La moral, los valores, los principios, los hábitos y costumbres son los ingredientes del ser humano profundo. Aprender a leer y entender eso crea una importante capa interna y una visión que te hace entender las relaciones de una manera más sana, tanto en familia, parejas, colaboradores y amigos.

Cómo miro el trabajo y el esfuerzo

Mi filosofía profesional se resume en:
Menos ruido, más esencia, más servicio.

Creo en pensar antes de ejecutar, diseñar antes de escalar y comprender antes de decidir.
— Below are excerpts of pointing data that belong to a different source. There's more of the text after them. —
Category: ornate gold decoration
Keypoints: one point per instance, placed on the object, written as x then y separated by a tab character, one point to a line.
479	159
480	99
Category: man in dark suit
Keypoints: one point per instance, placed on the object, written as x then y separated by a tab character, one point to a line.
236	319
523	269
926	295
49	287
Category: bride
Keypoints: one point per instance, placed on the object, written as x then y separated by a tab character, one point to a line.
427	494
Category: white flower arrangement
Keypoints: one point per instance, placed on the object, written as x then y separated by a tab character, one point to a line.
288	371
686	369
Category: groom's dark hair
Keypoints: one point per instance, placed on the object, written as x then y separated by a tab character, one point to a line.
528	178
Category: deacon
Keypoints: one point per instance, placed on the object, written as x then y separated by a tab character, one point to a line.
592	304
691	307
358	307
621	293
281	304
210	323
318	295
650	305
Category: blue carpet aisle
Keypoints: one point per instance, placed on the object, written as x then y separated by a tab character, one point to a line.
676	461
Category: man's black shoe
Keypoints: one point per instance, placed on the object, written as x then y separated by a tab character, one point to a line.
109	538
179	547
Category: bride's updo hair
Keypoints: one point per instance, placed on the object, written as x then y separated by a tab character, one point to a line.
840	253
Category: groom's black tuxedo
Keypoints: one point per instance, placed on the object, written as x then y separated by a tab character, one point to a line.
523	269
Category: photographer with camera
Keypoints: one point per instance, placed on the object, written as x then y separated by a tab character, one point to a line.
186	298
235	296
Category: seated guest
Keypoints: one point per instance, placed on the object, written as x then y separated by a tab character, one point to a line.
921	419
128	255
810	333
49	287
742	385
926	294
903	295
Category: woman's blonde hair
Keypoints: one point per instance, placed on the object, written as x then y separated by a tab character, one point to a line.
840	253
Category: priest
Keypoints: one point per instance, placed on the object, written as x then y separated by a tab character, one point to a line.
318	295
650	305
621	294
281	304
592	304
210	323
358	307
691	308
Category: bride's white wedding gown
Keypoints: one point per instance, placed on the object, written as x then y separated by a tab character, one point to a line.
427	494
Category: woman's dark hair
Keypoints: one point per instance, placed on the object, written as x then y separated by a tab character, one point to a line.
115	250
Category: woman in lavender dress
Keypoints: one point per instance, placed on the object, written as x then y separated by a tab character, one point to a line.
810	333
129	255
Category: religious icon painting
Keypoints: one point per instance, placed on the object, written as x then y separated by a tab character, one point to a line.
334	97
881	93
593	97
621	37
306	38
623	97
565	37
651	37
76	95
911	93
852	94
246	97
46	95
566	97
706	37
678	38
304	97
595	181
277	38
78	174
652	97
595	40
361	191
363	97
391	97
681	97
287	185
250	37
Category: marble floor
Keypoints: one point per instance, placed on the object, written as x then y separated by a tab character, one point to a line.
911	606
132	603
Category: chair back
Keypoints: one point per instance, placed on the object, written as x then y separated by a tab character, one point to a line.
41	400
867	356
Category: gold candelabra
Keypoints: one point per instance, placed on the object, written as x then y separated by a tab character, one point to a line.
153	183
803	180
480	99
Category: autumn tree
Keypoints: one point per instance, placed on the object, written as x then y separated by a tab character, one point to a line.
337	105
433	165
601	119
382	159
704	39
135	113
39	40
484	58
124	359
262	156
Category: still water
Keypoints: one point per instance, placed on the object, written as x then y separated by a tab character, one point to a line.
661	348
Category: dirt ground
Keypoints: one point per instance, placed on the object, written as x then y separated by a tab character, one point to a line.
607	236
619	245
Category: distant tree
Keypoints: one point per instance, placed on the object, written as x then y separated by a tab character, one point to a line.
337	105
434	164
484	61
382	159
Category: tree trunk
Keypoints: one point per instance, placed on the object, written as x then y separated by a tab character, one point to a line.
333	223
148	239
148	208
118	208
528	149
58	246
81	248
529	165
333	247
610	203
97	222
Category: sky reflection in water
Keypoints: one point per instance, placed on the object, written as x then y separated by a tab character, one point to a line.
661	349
Disfruto ordenar lo que otros ven caótico y construir estructuras que funcionen bajo presión.

Lo que he construido

Por eso fundé Allcom Chile, una empresa con más de veinte años de presencia en el sector tecnológico del retail que hoy lidera la innovación en sistemas de comercio y autoservicio.

Al mismo tiempo cofundé The Go Market, que revoluciona el retail chileno con kioscos inteligentes, y creé Tekia, un estudio que diseña soluciones escalables y centradas en la experiencia de las personas.

Entre otros proyectos que actualmente me motivan a seguir apostando por lo colectivo con sentido y fuertes valores de lealtad.

Trabajo con partners en Silicon Valley, India y otras regiones, incorporando visiones globales a cada proyecto. Pero mi brújula sigue siendo la misma: combinar esfuerzo y resiliencia, ponerse metas grandes y caminar hacia ellas con criterio y humanidad.

El lado humano

Me define el agua

Más allá del trabajo, me define el agua. Practico deportes náuticos hace 20 años; navegar, remar, pescar y sentir el mar al amanecer me devuelve paz.

Lo que disfruto

Me gusta bailar, viajar, ir a fiestas y conducir largas distancias porque ahí pienso y desconecto. Estoy escribiendo un libro sobre mi vida —no porque crea que sea extraordinaria, sino porque sé que compartir nuestras historias puede ayudar a otros.

Sueños pendientes

Sueño con aprender piano y cantar sin vergüenza. Sé que a veces me pierdo en los detalles y que sigo aprendiendo a escuchar sin anticipar respuestas, pero estoy en camino.

Para mí, la nueva inteligencia es la capacidad de mirarse por dentro, autoanalizarse y reprogramar lo que no funciona.

Resiliencia y metas

Las crisis recientes reforzaron mi resiliencia y me recuerdan que el crecimiento está al otro lado de lo incómodo.

Me pongo metas exigentes —desde correr maratones hasta escribir libros— porque sé que así avanzo.

Y, como me enseñó mi padre, no importa cuántas tormentas se atraviesen:
siempre se puede volver a empezar con más claridad y más propósito.